On March 11, 2026, journalist Julia Angwin filed a class action lawsuit against Superhuman Platform Inc., the San Francisco-based company that owns and operates Grammarly, in the U.S. District Court for the Southern District of New York.
The lawsuit alleges that Grammarly used Angwin's name and the identities of hundreds of other writers, journalists and professionals to power a paid AI writing feature called Expert Review, all without ever asking for their consent. Angwin is an award-winning journalist, contributing opinion editor at The New York Times and founder of Proof News and The Markup.
What is Grammarly's Expert Review feature?
Grammarly is one of the most widely used AI writing tools in the world, claiming 40 million daily users and $700 million in annual revenue. In August 2025, the company introduced Expert Review as part of its $12-per-month Pro subscription.
According to the complaint, when a user activates Expert Review, Grammarly tells them it is "finding experts to review your piece," then displays a notice saying it is "applying ideas from" a specific named expert alongside a short biography.
From there, the tool places comments next to passages in the user's document with writing suggestions like "lead with personal stake" or "sharpen the opening."
The lawsuit alleges the named experts featured in the tool include Angwin, bestselling author Stephen King, astrophysicist Neil deGrasse Tyson, New York Times reporter Kashmir Hill, journalist Kara Swisher and former FTC commissioner Julie Brill.
How Angwin found out
According to the complaint, Angwin had no idea Grammarly used her name until March 9, 2026, when journalist Casey Newton published a report in his newsletter, Platformer, revealing that Grammarly used his and dozens of other reporters' names to power the feature.

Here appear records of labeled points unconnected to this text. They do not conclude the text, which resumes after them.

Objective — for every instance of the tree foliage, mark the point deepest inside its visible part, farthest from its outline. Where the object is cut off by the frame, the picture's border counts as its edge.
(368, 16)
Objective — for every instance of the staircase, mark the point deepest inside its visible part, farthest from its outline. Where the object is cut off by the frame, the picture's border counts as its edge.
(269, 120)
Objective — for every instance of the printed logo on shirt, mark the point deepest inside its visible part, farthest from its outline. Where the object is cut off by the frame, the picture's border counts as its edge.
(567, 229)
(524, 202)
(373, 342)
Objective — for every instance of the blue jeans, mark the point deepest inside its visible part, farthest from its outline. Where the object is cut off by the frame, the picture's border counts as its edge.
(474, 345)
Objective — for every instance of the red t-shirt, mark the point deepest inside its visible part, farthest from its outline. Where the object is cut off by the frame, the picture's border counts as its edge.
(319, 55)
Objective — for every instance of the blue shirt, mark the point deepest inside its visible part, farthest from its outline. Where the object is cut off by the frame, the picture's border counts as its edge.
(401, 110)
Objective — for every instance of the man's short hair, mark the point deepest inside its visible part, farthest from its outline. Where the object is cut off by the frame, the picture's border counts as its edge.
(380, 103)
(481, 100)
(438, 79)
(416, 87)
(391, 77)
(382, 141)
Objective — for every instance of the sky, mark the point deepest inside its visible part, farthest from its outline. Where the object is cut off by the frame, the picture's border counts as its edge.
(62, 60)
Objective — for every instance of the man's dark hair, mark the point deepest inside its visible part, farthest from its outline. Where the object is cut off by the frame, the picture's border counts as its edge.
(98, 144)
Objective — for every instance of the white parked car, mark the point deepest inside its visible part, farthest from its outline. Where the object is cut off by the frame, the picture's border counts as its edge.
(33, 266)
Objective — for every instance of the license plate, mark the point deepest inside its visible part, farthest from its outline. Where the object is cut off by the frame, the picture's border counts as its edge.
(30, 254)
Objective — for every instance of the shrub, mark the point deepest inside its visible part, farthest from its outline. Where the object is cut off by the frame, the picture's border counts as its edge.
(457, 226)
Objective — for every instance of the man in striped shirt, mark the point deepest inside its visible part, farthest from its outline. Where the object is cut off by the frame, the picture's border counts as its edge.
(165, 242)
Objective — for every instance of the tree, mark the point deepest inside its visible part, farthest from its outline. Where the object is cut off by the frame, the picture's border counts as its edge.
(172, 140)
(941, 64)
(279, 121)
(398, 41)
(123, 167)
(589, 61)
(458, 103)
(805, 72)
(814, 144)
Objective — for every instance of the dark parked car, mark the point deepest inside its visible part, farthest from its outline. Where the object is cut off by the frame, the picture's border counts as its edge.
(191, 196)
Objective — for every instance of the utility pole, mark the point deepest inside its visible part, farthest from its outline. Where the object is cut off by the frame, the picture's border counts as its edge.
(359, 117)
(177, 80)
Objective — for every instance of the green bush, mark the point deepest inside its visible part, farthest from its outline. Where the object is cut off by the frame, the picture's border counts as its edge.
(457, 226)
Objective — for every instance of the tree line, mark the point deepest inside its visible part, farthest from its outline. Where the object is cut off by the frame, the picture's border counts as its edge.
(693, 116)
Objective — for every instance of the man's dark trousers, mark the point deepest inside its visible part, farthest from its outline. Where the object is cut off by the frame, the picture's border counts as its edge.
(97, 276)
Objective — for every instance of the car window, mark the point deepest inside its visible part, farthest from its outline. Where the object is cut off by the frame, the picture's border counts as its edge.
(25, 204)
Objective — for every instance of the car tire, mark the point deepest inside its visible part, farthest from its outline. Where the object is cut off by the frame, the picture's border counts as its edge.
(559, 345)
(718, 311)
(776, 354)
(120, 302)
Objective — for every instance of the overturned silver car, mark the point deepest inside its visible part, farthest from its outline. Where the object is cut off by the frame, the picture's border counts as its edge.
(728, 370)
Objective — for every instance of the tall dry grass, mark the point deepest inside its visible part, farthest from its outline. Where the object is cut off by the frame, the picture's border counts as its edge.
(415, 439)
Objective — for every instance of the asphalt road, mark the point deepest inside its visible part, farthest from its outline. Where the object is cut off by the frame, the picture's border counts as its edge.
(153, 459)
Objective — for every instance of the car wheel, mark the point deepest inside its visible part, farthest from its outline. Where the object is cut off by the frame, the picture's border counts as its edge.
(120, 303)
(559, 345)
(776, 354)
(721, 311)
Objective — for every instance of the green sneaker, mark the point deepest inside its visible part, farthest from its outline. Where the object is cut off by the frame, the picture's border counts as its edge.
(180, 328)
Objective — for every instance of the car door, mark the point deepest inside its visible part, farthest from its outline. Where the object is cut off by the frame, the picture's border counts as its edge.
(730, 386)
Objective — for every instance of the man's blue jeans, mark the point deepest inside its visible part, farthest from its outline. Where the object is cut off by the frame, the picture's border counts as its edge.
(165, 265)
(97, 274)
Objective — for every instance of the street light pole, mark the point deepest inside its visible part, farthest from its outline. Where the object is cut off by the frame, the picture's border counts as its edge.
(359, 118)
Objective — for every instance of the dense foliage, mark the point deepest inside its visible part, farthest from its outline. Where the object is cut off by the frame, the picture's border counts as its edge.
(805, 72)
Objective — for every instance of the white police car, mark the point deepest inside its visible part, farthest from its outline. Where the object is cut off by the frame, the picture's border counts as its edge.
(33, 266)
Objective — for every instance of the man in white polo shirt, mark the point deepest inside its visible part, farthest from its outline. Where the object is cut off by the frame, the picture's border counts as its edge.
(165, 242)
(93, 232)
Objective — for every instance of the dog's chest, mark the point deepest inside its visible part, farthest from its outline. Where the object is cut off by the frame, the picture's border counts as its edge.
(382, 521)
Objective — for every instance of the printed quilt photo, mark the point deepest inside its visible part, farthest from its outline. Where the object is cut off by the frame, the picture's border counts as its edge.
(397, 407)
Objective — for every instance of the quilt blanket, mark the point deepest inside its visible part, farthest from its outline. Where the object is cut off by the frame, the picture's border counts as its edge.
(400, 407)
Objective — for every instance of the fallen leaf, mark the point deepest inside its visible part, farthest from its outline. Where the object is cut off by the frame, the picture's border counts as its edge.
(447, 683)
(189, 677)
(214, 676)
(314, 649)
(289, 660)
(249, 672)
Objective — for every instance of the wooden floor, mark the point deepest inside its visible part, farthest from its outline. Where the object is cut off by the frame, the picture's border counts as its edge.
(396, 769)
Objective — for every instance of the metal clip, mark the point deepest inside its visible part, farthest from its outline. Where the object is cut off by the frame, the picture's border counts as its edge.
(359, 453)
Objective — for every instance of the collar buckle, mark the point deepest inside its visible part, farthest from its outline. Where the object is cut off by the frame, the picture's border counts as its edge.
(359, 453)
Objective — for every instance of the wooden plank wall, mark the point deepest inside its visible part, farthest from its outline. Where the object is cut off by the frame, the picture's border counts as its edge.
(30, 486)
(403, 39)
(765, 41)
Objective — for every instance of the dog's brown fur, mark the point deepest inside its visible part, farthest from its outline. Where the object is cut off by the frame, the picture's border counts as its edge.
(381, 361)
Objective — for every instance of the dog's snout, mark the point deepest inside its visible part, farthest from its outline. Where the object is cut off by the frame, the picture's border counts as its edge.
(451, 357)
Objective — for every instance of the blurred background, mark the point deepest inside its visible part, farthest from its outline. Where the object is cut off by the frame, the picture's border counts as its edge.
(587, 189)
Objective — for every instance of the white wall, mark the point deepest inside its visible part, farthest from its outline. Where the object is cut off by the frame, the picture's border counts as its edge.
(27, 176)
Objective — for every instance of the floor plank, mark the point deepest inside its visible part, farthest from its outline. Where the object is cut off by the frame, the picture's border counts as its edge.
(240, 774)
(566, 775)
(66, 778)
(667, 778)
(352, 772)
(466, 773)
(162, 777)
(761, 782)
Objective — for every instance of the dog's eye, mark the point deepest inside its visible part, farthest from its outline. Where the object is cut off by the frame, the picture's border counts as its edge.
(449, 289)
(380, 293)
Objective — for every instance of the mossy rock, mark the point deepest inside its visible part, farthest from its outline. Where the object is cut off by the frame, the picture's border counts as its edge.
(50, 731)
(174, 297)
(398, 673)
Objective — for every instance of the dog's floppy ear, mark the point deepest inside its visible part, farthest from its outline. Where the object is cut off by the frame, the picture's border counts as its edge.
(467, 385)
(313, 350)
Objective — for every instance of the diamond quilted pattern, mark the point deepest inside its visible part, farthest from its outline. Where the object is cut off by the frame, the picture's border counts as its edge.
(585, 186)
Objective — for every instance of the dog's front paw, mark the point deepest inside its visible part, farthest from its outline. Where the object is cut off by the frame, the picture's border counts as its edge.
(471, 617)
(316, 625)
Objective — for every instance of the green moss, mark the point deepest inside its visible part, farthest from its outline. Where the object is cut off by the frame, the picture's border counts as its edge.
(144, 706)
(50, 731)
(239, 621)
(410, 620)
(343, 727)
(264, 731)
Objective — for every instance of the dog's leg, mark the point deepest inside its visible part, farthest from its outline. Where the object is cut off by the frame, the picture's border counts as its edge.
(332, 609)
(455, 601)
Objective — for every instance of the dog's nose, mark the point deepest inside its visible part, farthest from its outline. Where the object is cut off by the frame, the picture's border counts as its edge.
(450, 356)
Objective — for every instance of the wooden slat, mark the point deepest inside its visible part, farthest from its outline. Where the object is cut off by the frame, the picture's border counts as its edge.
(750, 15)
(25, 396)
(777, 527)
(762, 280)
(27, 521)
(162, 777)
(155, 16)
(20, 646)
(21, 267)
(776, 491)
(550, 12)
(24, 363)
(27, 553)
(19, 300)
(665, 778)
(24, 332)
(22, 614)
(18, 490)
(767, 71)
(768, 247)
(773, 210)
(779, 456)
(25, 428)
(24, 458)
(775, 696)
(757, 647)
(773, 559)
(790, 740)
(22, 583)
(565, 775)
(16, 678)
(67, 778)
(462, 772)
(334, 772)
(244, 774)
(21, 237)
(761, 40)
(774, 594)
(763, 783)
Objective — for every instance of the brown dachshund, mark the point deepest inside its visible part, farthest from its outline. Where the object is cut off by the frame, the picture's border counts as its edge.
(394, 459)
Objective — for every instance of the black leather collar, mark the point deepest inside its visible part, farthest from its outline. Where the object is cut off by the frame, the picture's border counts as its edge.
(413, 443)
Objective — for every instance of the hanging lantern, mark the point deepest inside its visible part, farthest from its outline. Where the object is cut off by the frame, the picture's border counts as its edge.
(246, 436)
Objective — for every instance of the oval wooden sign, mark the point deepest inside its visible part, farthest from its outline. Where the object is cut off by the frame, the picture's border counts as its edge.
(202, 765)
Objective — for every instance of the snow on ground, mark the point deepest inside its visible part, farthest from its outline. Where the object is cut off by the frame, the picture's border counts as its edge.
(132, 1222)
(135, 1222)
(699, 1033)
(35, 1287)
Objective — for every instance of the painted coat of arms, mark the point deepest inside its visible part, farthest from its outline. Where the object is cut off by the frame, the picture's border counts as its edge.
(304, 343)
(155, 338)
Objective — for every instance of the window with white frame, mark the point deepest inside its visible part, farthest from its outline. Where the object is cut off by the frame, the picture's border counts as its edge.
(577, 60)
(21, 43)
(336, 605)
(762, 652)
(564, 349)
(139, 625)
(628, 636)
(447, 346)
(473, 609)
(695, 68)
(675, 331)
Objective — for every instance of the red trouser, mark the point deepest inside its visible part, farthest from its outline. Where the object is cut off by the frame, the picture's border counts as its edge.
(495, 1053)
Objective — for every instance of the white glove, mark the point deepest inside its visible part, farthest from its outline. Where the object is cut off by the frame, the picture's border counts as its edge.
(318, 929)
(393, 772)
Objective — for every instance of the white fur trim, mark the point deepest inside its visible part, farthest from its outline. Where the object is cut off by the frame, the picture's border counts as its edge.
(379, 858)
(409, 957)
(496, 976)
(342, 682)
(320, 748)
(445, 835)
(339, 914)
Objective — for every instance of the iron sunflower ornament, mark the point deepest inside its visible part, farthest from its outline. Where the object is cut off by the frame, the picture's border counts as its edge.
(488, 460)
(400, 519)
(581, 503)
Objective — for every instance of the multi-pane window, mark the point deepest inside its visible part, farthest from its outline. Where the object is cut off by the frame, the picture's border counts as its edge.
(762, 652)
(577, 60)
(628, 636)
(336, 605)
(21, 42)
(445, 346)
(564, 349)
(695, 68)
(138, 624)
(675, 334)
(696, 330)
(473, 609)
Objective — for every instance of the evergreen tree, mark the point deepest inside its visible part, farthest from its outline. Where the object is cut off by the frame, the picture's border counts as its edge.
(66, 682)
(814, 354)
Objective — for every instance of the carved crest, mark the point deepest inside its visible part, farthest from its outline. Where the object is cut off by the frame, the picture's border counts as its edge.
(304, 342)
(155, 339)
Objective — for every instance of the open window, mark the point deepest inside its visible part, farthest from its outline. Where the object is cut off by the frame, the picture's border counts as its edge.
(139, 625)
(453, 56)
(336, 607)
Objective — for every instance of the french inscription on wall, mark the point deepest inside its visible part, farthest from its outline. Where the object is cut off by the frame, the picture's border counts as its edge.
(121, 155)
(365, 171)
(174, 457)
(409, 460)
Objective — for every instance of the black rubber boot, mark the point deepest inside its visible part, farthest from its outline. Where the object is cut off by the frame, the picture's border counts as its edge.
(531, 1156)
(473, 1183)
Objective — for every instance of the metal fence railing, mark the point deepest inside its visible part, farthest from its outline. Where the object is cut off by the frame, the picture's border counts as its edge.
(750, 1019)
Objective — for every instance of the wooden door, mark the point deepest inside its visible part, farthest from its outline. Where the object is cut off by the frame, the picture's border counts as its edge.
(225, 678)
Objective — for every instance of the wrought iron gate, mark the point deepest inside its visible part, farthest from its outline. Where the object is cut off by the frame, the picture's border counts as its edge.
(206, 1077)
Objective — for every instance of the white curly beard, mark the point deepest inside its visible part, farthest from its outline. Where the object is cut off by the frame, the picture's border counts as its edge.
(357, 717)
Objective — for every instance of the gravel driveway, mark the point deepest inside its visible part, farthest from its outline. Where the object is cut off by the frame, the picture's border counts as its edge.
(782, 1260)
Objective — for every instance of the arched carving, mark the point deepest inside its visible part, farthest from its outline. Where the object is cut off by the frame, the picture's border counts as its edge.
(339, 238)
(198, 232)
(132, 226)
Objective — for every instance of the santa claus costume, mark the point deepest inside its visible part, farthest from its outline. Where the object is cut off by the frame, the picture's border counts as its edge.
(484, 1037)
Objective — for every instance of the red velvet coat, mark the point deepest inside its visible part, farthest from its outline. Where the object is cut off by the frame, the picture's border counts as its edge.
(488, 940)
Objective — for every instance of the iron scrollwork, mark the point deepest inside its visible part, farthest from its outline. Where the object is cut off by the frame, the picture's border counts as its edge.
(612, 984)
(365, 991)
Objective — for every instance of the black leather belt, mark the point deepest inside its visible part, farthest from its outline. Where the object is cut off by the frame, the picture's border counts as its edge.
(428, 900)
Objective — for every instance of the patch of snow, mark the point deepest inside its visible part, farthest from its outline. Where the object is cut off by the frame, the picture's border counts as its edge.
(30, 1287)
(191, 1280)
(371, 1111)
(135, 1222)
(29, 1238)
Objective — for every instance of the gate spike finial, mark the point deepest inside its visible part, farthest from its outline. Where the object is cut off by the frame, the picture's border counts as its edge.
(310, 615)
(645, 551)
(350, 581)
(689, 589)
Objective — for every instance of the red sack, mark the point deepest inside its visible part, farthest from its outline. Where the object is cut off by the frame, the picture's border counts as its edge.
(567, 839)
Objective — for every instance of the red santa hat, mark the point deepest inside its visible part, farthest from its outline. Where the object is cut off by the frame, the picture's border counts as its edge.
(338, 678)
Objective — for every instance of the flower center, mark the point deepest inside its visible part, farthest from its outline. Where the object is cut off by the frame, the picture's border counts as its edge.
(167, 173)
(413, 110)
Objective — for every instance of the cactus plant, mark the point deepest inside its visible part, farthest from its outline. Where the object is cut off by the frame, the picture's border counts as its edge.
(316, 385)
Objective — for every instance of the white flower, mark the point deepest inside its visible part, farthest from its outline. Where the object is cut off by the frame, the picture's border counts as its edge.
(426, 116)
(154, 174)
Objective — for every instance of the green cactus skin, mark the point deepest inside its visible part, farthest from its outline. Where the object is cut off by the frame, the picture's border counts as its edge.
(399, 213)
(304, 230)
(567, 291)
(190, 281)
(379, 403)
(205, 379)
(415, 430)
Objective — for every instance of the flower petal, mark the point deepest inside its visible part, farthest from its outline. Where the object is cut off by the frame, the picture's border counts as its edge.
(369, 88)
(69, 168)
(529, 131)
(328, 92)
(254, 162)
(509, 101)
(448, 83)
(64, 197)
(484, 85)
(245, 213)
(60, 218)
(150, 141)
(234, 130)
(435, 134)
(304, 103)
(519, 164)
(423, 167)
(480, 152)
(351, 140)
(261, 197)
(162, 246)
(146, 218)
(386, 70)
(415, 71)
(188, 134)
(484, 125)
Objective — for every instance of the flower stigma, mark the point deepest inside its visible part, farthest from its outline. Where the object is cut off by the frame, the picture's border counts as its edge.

Angwin filed her lawsuit two days later. The complaint alleges that Grammarly analyzed her published work to generate AI writing feedback it then attributed to her. The lawsuit claims the feature gave users the false impression that they received real guidance from a well-known expert when Grammarly generated all of it with AI.
The complaint also notes that Grammarly included a disclaimer buried in its documentation stating that expert references "are for informational purposes only and do not indicate any affiliation with Grammarly or endorsement by the referenced expert." But the lawsuit claims this fine print did little to correct the misleading impression the feature created.
Grammarly's response and the feature's timeline
Following Newton's report, Superhuman Platform CEO Shishir Mehrotra announced the company would disable Expert Review and "reimagine" the feature while giving experts more control over how Grammarly represents them. But the complaint alleges Expert Review operated since August 2025, roughly seven months before most of the named individuals reportedly discovered Grammarly used their names.
The legal claims
The lawsuit brings four claims against Superhuman Platform Inc., all centered on the alleged unauthorized use of people's names for commercial gain:
- California common law right of publicity, which prevents companies from using people's identities commercially without permission
- California Civil Code Section 3344, a state law that bars companies from using someone's name to sell a product without their consent
- New York Civil Rights Law, Sections 50 and 51, which make it illegal to use a person's name for advertising or trade without written approval
- Unjust enrichment, a legal theory that applies when a company profits unfairly at someone else's expense
The lawsuit seeks compensatory damages, restitution, disgorgement of profits, injunctive relief, exemplary damages and attorneys' fees.
What this means for Grammarly users
The case is structured as a class action, but the proposed class covers the writers and professionals whose names were allegedly used and not Grammarly subscribers. There is no settlement, no claims process and no money available at this time. The lawsuit remains pending in federal court in Manhattan.